What I'd Do If This Were My Contract
The highest-leverage move for most California Sunrun customers in 2026 is determining whether NEM 3.0 misrepresentation applies to you. That single question — was your savings projection based on rules that no longer applied to your system — opens up a path that doesn't require you to pay tens of thousands to escape.
If that doesn't apply, the next-best path is usually a transfer (if you're selling) or a refinance into ownership (if you're staying and the loan math works). Buyout is for specific situations. Removal is almost never the answer.
Whatever you decide, document everything in writing. Phone calls with Sunrun's retention team are not enforceable; email is. Email support@sunrun.com or transfers@sunrun.com and keep a paper trail of every promise, quote, and commitment.
You're not the first person trying to get out of a 25-year solar contract that didn't deliver what was sold. You won't be the last. If you want help walking through your specific situation, the team at California Solar Exit reviews contracts at no cost and connects homeowners with the right legal and financial resources.
Frequently Asked Questions
Can I cancel a Sunrun contract before installation? Yes. California law gives you a minimum of 3 business days to rescind a home solicitation contract, and Sunrun's contracts typically include a cancellation window before installation. Send written notice and keep proof of delivery. After installation, your options shift to buyout, transfer, refinance, or legal action.
How much does it cost to buy out a Sunrun lease in California? Typical buyouts range from $8,000 to $30,000 depending on system size, age, and contract type. Newer systems and PPAs tend to cost more because less depreciation has occurred. Get your quote in writing and compare it to your contract's purchase option schedule.

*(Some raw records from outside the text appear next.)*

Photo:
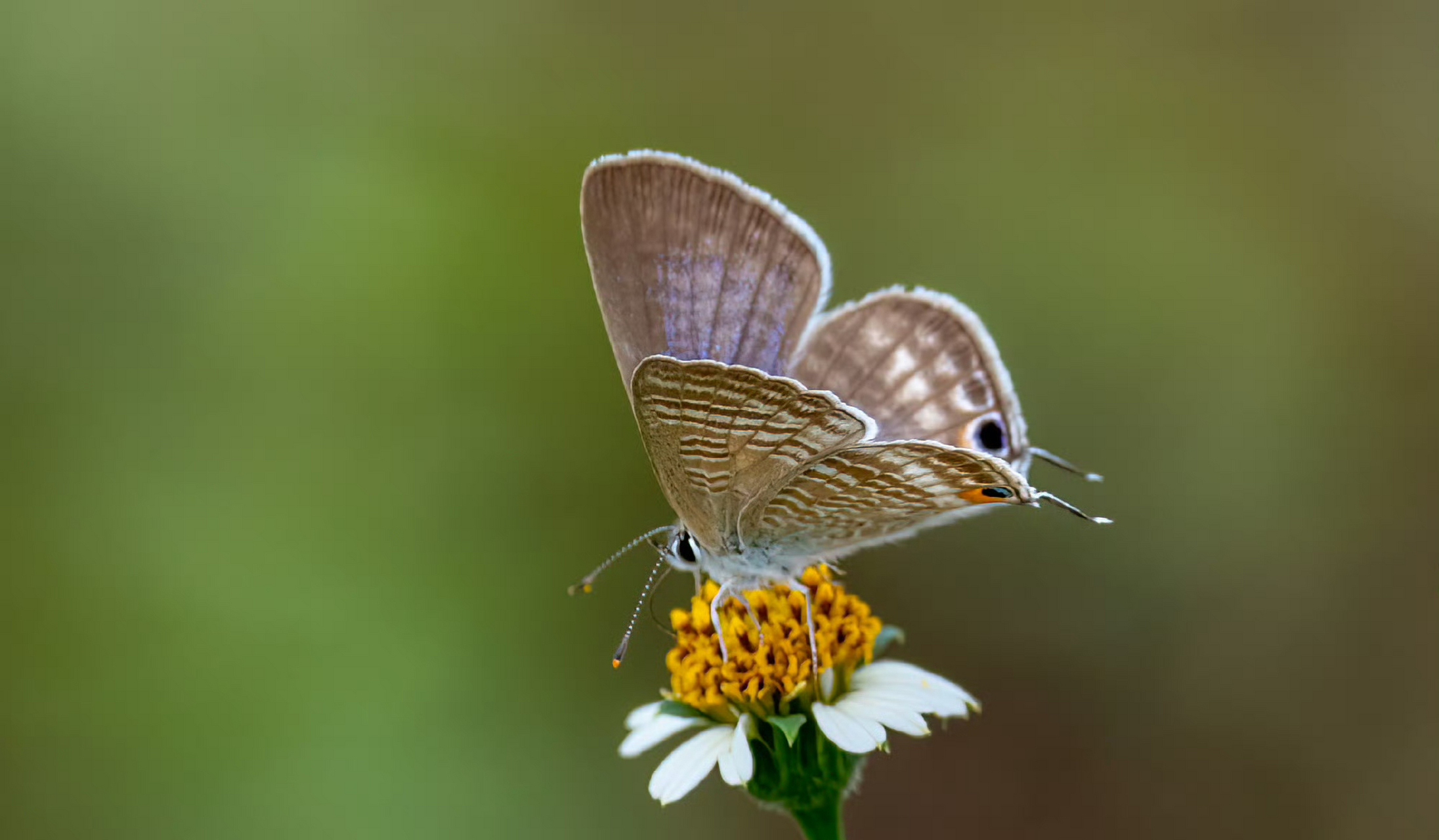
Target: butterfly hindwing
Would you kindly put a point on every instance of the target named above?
(874, 492)
(693, 262)
(923, 366)
(721, 436)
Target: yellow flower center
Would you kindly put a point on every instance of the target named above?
(763, 677)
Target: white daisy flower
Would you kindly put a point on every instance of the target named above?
(882, 695)
(811, 734)
(723, 744)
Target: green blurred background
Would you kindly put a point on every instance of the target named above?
(310, 416)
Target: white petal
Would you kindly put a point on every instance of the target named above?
(658, 730)
(642, 715)
(901, 679)
(737, 766)
(894, 715)
(845, 731)
(688, 764)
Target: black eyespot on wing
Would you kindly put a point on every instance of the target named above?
(992, 436)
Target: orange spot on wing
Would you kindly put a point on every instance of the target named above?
(977, 498)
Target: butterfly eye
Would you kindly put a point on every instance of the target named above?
(685, 549)
(992, 436)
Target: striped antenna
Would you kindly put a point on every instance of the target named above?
(1058, 503)
(588, 581)
(1063, 465)
(643, 597)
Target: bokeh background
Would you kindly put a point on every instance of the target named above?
(310, 416)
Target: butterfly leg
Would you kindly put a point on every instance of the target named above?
(809, 621)
(754, 616)
(714, 618)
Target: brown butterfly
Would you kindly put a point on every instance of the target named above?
(783, 436)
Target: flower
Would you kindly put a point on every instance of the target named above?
(770, 679)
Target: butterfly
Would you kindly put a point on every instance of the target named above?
(783, 435)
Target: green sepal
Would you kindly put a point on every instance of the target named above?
(789, 725)
(888, 635)
(677, 709)
(805, 774)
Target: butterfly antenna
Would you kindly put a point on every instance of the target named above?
(1060, 503)
(1063, 465)
(643, 597)
(588, 581)
(655, 616)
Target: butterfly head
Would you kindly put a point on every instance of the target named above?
(684, 550)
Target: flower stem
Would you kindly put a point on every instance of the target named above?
(821, 822)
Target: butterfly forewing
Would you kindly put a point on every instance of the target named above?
(721, 436)
(691, 262)
(871, 494)
(921, 364)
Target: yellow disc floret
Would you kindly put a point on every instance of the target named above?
(765, 675)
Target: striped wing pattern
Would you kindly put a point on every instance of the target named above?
(920, 363)
(871, 494)
(721, 436)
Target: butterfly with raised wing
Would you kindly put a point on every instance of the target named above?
(783, 436)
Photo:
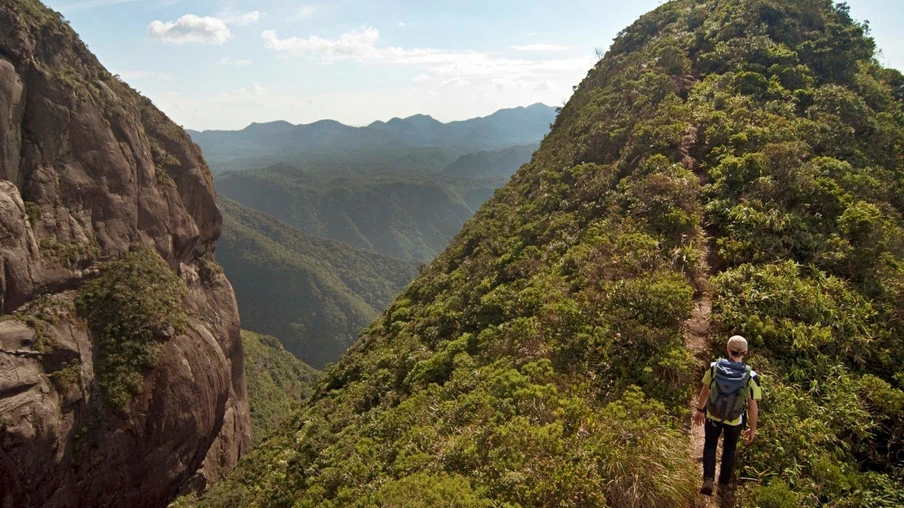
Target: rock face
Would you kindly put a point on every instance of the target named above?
(88, 169)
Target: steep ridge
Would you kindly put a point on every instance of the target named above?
(490, 164)
(315, 295)
(408, 216)
(121, 374)
(540, 360)
(277, 382)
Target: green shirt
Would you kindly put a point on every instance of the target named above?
(756, 393)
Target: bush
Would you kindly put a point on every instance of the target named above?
(132, 308)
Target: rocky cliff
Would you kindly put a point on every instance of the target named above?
(99, 407)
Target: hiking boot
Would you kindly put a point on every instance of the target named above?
(727, 498)
(707, 488)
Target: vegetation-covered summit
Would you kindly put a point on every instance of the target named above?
(747, 151)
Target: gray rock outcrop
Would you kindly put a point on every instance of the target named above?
(88, 169)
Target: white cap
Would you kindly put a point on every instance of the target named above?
(737, 344)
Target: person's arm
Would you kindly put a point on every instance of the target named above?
(753, 412)
(701, 403)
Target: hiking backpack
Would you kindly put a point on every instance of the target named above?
(729, 390)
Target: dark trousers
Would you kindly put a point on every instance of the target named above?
(729, 449)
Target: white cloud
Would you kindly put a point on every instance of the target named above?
(145, 76)
(349, 45)
(483, 72)
(239, 63)
(305, 12)
(541, 47)
(192, 29)
(239, 18)
(95, 4)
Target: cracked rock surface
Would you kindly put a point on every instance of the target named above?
(88, 169)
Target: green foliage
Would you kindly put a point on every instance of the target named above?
(277, 383)
(405, 215)
(540, 356)
(131, 308)
(314, 295)
(68, 254)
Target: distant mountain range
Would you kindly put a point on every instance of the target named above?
(410, 216)
(491, 164)
(418, 142)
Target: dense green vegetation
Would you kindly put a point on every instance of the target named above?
(315, 295)
(500, 164)
(539, 360)
(277, 382)
(132, 308)
(410, 216)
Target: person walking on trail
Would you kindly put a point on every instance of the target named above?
(727, 400)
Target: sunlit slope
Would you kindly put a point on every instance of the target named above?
(539, 360)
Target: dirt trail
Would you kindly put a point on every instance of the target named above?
(696, 337)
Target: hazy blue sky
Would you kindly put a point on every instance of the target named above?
(222, 64)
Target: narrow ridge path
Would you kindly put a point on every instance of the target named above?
(696, 340)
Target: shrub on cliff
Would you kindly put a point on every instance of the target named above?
(132, 308)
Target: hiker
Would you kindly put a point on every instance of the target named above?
(728, 400)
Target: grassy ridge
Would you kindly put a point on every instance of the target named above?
(539, 360)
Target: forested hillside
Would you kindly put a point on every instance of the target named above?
(415, 143)
(315, 295)
(277, 383)
(743, 151)
(410, 216)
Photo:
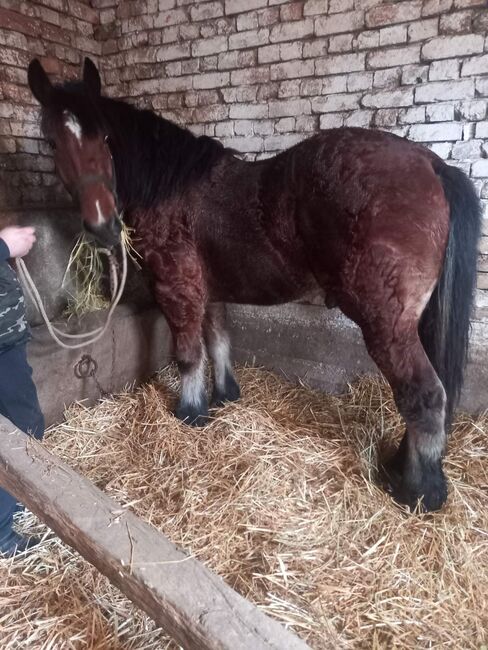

Will canceling Sunrun affect my credit score? Cancellation before installation typically does not affect credit. Defaulting after installation can if Sunrun reports it. Buyouts, transfers, and legal rescissions handled properly do not damage credit.
What if Sunrun refuses to let me out of my contract? Escalate in writing to a manager or legal department. If you have grounds for legal rescission — particularly NEM 3.0 misrepresentation — consult a California consumer protection attorney. Many work on contingency.
Does NEM 3.0 give me grounds to cancel my Sunrun contract? Possibly. If your system received Permission to Operate after April 14, 2023, but your savings projection was based on NEM 2.0 rules, you may have a misrepresentation claim under California's Consumer Legal Remedies Act. This is fact-specific — pull your paperwork and consult an attorney.
Can I transfer my Sunrun lease to a new homeowner when I sell? Yes, in most cases. The buyer must pass Sunrun's credit check (typically 650+ FICO) and assume the contract terms. Start the transfer with Sunrun before listing. Roughly 20% of homebuyers refuse to assume solar leases, so factor this into your sale strategy.
What happens at the end of a Sunrun lease? You typically have three options at the end of a 20- or 25-year term: renew at a reduced rate, purchase the system at fair market value (often $1,000–$3,000), or have Sunrun remove the panels at no cost.
Is it worth refinancing my Sunrun lease into a solar loan? Sometimes. Run the math: total remaining lease payments (including escalator increases) versus buyout amount plus loan interest. If the loan path is meaningfully cheaper and the monthly payment fits, refinancing converts you from a lessee to an owner.